A study by the American Association of University Women showed that one year after graduation, women made about 82% of their male peers, but the pay gap widened through the child-bearing years.

Experts say that many younger women, lacking facts about their employer’s pay scale, either do not believe they’re being paid less or don’t know if they’re paid fairly.

That’s why equal pay supporters are rooting for Congress to pass the Paycheck Fairness Act, which puts more teeth into the Equal Pay Act of 1963 and prohibits employers from retaliating against workers who ask or talk about salaries.

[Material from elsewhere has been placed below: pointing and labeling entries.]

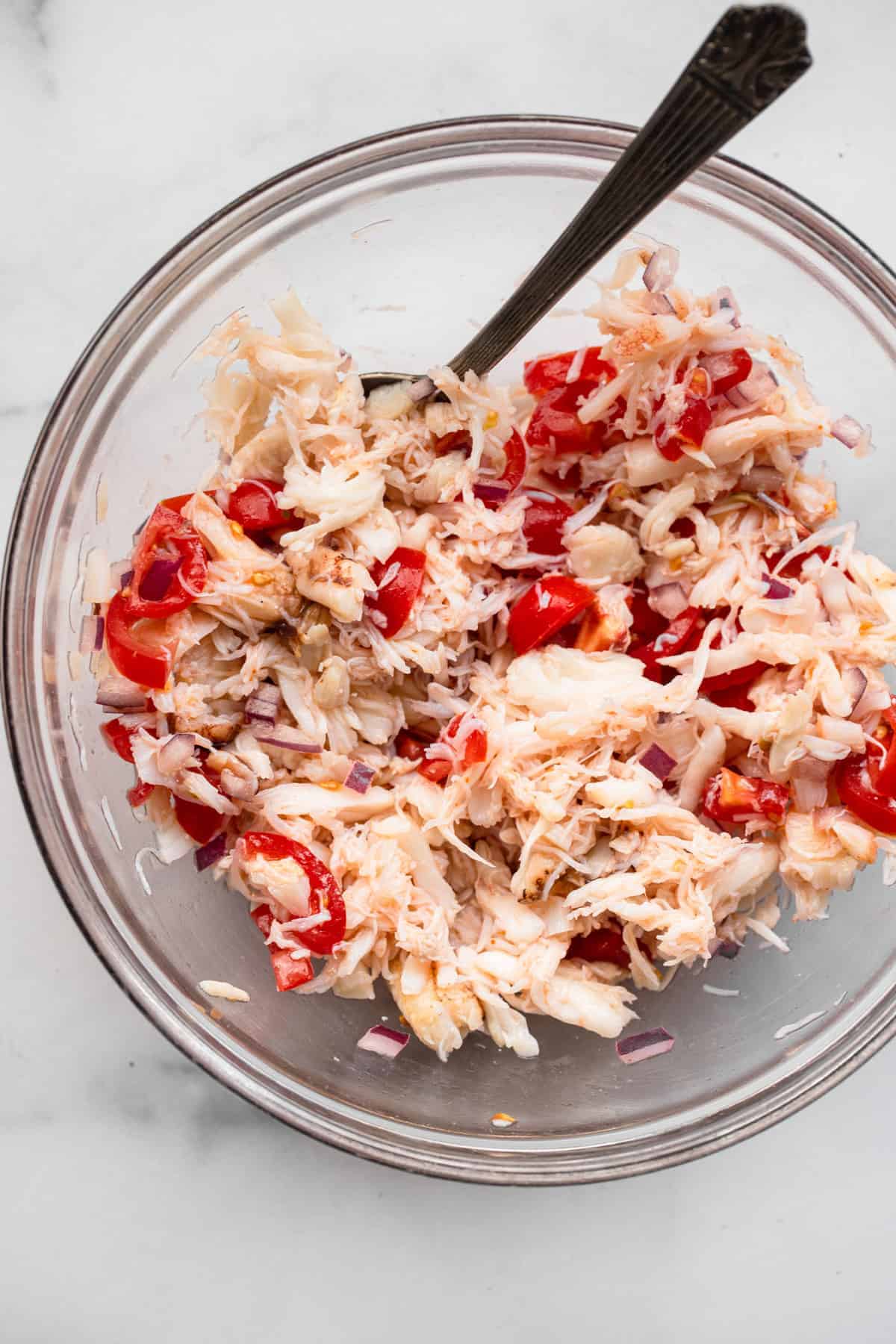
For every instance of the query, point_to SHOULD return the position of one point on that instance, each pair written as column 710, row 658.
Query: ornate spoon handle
column 748, row 60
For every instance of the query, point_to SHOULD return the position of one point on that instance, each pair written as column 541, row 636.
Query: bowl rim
column 494, row 1160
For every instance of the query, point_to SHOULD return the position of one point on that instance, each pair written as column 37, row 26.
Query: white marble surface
column 141, row 1201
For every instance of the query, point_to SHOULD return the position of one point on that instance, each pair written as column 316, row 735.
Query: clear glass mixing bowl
column 398, row 245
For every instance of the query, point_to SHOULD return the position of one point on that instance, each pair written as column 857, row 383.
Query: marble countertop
column 141, row 1201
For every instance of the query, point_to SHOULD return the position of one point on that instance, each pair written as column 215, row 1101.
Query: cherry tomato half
column 324, row 893
column 140, row 660
column 167, row 541
column 543, row 522
column 395, row 600
column 200, row 823
column 859, row 793
column 289, row 974
column 254, row 505
column 601, row 945
column 514, row 464
column 543, row 376
column 544, row 609
column 680, row 636
column 729, row 797
column 555, row 421
column 474, row 750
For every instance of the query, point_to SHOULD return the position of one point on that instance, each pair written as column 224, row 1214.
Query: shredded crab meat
column 476, row 867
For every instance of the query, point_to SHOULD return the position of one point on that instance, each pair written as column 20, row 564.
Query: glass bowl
column 399, row 245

Republicans have vowed to defeat the bill, saying it will reduce workplace flexibility and prompt frivolous lawsuits.

Supporters of more than 40 organizations will converge at City Hall at noon Tuesday to push for passage of the Women’s Equality Act, state legislation based on the federal Paycheck Fairness Act, sponsored by Sen. Kirsten Gillibrand.

President Barack Obama is signing an executive order today that will prohibit federal contractors from retaliating against employees who discuss their salaries.

The pay lag has profoundly harmful effects on women, who are more likely to wind up poor after retirement. “My pension would have been higher if I’d pushed for more money,” as would her Social Security checks, notes Anne Jackson, 67, a quality assurance tester and computer programmer who recently retired.

The Upper West Sider’s reluctance to negotiate, “cost me way more than $100,000” as lost wages have a cumulative effect on savings and the calculation of retirement benefits. But, said Jackson, “in this job market it was just so hard. The older I got the more thankful I was just to have a job.”

The American Association of University Women and other organizations offer tips and coaching on how women can make a case to management that they are worth more.

What holds women back now is less a fault of their negotiating abilities than systemic obstacles, said Dana Britton, director of the Center for Women and Work at Rutgers: “If a woman does something, it’s because of who they are: If a man does something, it’s a skill they’ve acquired. When men cook, they’re ‘chefs’ but when women cook — well, women are just good at cooking.”

But further shrinking the pay discrepancy requires policy and legislative changes to accommodate women who need to take time off, limit work hours, or have more flexibility to raise children or otherwise care for the people they love, Britton said.